The SEC Closes Investigation into Faraday Future: Key Insights
The Securities and Exchange Commission (SEC) has officially closed its investigation into electric vehicle startup Faraday Future, despite its staff previously recommending an enforcement action last year, according to sources disclosed to TechCrunch. This decision has raised eyebrows in light of a broader trend; the SEC has notably reduced its enforcement actions, initiating only four cases against publicly-traded companies in its 2025 fiscal year.
Background of the Investigation
The lengthy investigation, which spanned nearly four years, scrutinized whether Faraday Future made “false and misleading statements” during its public offering in 2021, specifically through a merger with a special purpose acquisition company (SPAC). Furthermore, claims by at least three whistleblowers alleged that the startup misrepresented the sales of its first electric vehicles in 2023.
The SEC’s actions included issuing multiple subpoenas and taking depositions from several former executives and employees throughout 2024 and 2025, as per insider information. By July 2025, it was revealed that letters known as “Wells Notices” were sent to Faraday Future and its executives, including founder Jia Yueting. These notices typically indicate the SEC’s intent to recommend disciplinary action.
Company Response and Future Plans
While it’s currently unclear if Faraday Future responded to the Wells Notices issued last year, the company expressed its intention to engage with the SEC to clarify why such an enforcement action would be unwarranted. A spokesperson for the company indicated that more detailed information regarding the situation would be available soon.

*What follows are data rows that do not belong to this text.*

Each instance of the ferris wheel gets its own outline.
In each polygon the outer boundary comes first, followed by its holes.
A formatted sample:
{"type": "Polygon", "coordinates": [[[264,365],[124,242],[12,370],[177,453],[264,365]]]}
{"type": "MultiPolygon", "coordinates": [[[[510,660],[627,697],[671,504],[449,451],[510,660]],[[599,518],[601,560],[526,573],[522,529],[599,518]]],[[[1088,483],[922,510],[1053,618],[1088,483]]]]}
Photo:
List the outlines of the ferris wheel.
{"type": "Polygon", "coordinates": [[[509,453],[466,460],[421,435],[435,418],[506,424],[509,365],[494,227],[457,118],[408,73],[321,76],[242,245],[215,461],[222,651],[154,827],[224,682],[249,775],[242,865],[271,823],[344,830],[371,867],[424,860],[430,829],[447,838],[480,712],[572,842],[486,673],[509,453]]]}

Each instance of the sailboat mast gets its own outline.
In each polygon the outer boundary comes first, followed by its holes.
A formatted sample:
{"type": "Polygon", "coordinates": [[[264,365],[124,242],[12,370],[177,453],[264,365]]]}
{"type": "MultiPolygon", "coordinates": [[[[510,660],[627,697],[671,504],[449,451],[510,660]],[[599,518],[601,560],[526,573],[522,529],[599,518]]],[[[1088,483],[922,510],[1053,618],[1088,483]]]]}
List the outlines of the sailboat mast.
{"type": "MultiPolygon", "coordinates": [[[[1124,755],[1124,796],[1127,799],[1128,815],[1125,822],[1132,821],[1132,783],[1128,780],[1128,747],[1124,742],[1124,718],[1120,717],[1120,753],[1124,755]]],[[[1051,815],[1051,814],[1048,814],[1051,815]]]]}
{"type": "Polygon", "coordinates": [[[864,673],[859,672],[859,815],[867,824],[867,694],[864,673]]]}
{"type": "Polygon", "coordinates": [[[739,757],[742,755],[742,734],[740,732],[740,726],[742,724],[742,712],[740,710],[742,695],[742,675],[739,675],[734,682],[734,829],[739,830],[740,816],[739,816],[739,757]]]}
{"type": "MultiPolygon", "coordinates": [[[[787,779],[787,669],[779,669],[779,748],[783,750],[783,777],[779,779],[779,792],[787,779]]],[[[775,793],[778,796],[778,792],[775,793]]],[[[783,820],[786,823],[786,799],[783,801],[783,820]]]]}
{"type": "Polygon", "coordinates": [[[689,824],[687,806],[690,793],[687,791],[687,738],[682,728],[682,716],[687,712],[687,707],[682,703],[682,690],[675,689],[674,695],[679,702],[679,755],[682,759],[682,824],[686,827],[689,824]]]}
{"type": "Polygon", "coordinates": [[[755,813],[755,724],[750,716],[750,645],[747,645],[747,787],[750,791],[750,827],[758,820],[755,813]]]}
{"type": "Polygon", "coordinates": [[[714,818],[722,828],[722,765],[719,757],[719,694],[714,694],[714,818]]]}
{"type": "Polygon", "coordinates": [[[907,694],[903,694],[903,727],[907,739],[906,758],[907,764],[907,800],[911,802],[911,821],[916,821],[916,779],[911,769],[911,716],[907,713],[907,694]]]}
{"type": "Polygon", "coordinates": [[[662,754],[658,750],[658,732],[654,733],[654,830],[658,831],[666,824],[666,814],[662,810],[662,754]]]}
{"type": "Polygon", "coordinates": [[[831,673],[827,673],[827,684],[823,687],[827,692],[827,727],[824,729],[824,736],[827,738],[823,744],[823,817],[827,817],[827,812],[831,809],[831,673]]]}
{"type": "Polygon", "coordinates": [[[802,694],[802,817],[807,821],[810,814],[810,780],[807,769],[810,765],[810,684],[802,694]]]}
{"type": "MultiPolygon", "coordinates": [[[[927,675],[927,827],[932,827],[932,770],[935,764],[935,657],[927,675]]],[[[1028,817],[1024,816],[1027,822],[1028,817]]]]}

Faraday Future has also faced scrutiny from the Department of Justice (DOJ), which sought additional information following the onset of the SEC investigation in 2022. However, the DOJ has not confirmed the existence of a full probe.
A Closer Look at Faraday Future’s Trajectory
Founded in California in 2014 by Jia Yueting, Faraday Future aimed to challenge established players like Tesla in the electric vehicle market. Initially, the company captivated audiences with ambitious plans and high-profile hires from automotive and tech giants. However, it experienced significant challenges, including workforce reductions and financial instability by 2017.
Despite a short-lived partnership with Chinese real estate giant Evergrande, funding troubles persisted, resulting in further layoffs. In 2019, Jia nominally stepped aside as CEO but remained heavily involved in daily operations. Concerns about his control resurfaced when the company went public in 2021, leading to an internal investigation that revealed questionable financial practices, including loans from closely affiliated individuals.
Continuing Challenges and Adjustments
Faraday Future finally delivered a limited number of FF91 SUVs in early 2023, but allegations from former employees have suggested that those sales may not have been legitimate. Despite battling through these hurdles, the company has begun diversifying its offerings, including importing hybrid and electric vans from China and pivoting a biotechnology firm to focus on cryptocurrency.
However, Faraday Future continues to face significant challenges, as evidenced by a recent warning from Nasdaq regarding stock price compliance, which could potentially lead to delisting.
In conclusion, Faraday Future’s journey has been fraught with challenges, yet the closure of the SEC investigation marks a new chapter. It remains to be seen how the company will navigate its next steps amidst ongoing scrutiny and market pressures.